All these embedded devices will increase the average person’s level of interaction with data, changing the user experience. This tendency is visible already in a platform like Facebook, which tunes content and ad streams based on each individual’s propensity to interact with specific types of content. The average rate per capita of data-driven interactions per day is expected to increase 20-fold in the next 10 years as our homes, workplaces, appliances, vehicles, wearables, and implants become data enabled (see Figure 8).
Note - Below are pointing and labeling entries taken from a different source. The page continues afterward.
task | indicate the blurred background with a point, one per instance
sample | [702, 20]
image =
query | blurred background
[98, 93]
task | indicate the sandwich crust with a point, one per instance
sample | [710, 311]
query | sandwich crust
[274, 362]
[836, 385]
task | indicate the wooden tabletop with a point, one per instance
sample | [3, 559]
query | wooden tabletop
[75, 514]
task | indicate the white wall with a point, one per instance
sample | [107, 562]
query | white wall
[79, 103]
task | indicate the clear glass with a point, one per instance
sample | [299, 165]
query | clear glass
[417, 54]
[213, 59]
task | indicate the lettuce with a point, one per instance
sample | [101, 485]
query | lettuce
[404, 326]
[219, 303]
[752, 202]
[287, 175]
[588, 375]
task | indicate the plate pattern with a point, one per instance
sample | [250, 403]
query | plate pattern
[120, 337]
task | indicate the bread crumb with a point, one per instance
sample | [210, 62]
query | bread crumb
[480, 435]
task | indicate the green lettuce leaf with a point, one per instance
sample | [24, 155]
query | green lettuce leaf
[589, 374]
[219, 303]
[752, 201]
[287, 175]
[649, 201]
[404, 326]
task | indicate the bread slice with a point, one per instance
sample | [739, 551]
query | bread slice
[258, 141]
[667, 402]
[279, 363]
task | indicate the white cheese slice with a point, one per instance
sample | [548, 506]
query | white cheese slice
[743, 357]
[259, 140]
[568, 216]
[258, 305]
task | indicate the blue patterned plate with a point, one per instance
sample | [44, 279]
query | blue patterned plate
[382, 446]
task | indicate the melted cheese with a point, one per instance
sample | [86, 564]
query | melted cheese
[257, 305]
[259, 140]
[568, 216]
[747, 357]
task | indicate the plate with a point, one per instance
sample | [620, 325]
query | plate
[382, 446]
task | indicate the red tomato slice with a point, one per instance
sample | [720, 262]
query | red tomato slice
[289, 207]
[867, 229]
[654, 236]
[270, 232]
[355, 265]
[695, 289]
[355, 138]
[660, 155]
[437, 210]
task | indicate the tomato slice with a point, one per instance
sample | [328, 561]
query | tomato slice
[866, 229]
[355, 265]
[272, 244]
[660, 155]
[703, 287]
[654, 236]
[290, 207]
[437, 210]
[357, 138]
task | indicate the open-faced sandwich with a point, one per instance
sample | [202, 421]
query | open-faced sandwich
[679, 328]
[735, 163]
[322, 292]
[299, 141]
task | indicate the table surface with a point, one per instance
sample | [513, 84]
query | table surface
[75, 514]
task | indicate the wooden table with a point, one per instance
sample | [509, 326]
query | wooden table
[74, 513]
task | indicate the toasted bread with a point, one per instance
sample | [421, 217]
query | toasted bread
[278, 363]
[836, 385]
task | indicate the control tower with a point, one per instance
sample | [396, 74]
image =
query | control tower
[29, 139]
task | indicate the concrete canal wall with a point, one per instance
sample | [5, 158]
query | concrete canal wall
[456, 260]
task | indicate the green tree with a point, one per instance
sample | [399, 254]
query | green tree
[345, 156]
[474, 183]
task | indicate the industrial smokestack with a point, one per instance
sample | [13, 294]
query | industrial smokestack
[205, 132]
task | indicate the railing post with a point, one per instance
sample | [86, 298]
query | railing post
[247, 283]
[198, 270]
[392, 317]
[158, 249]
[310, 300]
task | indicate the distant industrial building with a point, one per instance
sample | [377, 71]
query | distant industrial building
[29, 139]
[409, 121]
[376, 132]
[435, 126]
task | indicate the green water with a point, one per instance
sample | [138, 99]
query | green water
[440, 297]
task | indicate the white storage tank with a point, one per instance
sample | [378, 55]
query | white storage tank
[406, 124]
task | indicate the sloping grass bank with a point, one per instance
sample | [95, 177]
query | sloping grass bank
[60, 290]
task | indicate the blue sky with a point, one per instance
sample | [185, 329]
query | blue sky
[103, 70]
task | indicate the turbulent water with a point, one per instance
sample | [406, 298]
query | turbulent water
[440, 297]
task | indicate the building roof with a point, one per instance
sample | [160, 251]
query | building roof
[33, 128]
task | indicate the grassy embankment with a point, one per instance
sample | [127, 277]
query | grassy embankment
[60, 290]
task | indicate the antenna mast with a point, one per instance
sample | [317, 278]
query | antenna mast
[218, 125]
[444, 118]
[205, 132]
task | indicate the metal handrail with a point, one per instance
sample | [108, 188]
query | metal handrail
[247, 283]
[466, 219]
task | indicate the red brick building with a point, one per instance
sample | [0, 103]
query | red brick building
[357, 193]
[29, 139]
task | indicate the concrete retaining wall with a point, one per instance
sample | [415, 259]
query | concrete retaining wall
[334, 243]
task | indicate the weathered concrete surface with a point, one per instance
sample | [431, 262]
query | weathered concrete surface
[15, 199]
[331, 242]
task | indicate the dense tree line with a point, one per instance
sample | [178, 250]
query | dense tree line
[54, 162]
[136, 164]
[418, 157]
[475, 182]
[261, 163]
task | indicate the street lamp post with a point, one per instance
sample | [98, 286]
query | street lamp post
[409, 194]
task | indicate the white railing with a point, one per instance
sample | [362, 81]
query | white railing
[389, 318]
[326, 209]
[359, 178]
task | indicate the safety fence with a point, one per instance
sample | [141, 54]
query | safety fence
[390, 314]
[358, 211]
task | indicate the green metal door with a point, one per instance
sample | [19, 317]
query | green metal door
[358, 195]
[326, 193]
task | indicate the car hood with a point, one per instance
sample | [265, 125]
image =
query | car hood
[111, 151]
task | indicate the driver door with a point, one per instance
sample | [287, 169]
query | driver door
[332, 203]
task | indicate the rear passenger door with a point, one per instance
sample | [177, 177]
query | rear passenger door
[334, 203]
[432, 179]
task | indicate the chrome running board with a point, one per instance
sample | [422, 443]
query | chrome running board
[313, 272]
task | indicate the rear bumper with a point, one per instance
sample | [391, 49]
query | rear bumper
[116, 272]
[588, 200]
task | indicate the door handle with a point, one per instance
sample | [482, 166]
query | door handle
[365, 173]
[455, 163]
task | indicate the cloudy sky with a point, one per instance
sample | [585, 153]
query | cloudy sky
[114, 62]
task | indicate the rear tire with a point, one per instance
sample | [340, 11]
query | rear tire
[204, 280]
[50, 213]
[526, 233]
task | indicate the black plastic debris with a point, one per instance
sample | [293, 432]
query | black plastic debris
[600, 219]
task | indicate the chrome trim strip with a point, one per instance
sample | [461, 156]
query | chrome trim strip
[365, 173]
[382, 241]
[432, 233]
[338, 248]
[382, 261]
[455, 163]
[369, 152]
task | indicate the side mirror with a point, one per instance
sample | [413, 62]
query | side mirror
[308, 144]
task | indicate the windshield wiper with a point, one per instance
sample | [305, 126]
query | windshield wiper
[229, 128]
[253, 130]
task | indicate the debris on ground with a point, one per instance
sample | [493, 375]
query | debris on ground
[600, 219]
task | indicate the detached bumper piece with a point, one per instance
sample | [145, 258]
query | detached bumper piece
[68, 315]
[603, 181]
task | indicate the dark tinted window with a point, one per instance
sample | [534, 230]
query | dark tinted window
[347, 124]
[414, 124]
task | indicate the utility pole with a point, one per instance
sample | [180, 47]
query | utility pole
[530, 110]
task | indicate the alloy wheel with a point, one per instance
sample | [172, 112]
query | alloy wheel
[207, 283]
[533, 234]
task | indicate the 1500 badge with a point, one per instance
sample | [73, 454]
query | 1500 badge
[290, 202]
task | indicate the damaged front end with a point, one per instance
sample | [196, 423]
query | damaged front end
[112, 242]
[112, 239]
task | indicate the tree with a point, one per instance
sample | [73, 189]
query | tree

Figure 8: Interactions per Connected Person per Day

Much of this interaction will fade into the background as intelligent assistants like the Amazon Echo and intelligence built into cars become part of the environment with which consumers habitually interact – increasing to one interaction every 18s, on average. The ultimate impact of this explosion in data interactions will be profound and lead to irreversible changes in society and in the fabric and quality of the average person’s daily stream of life.

Despite having a profound impact on daily life, the vast majority of the global datasphere is used and discarded rather than stored. This is primarily a reflection of the fact that most data is fundamentally disposable once it has been used or transferred. To go back to the earlier example of streaming video, there is no reason to store the content of each individual streaming session for the same program. Here is where metadata comes into play. The streaming service needs to retain merely the knowledge of that specific video-viewing event. This knowledge can be reasonably sophisticated, including when and for how long the show was paused or fast-forwarded and whether or not the viewer watched the full show and on which device (or devices). Nonetheless, this metadata – the set of data potentially useful to the streaming service – is many orders of magnitude smaller than the original streaming event. This approach represents an efficiency lesson taken from the previous decade of data growth. From the huge amount of data created we are prioritizing which data has sufficient value to be stored.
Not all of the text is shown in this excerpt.